Strawberry tart is a staple of summer cooking. To vary the pleasures, try a new recipe based on strawberries and pistachios. First make a pistachio shortcrust pastry by mixing 75 g of soft butter, 35 g of icing sugar, an egg, 1 teaspoon of pistachio paste, 12 g of ground almonds and 125 g of flour. Then prepare an almond cream with 25 g of soft butter, 25 g of sugar, 25 g of almond powder, 1 egg and 1 teaspoon of pistachio paste. Then pour this preparation on the shortcrust pastry, then bake for 30 minutes. Allow to cool, then add a thin layer of strawberry jam and 250g halved strawberries. You can garnish with a little chopped mint.
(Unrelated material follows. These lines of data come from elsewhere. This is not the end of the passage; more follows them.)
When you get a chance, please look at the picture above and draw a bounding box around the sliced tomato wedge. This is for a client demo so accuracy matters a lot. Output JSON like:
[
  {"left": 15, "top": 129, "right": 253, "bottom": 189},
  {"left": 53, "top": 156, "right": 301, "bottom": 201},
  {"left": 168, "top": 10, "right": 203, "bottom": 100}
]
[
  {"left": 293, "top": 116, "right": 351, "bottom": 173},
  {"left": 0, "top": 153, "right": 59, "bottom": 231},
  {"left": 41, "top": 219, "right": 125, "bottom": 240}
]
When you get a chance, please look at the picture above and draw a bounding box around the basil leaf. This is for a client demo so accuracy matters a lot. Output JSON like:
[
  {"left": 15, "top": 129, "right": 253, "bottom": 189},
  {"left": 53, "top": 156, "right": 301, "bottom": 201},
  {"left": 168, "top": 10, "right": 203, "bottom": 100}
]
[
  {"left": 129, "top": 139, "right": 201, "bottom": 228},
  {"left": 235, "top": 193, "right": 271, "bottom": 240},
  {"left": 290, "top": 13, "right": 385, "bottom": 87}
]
Light and creamy, this dessert is ideal after a hearty meal. Soften 2 sheets of gelatin in cold water. Bring 30 cl of full cream with 100 g of sugar to the boil, then add the drained gelatin, 30 cl of additional cream and 10 cl of strawberry syrup. Divide this mixture into 6 verrines and refrigerate for at least 2 hours. When ready to serve the panna cotta, cut 250 g of strawberries into thin slices and place them on the verrines. Let's eat!
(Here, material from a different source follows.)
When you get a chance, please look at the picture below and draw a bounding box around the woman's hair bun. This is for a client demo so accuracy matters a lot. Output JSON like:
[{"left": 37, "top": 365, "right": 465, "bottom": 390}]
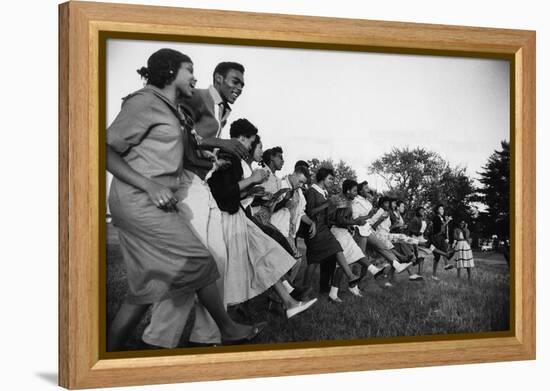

Do you like Christmas cookies? Create a surprising association by combining strawberries and speculoos. Crumble 10 speculoos with a fork. Then whisk 4 egg yolks with 100g of sugar, then add a pinch of vanilla powder and 250g of mascarpone. Beat the remaining 4 egg whites until stiff, and fold them into the previous mixture. Cut 500 g of strawberries into pieces. Arrange the 6 desserts in cups, alternating a layer of strawberries, a layer of cream and a little speculoos. Serve chilled.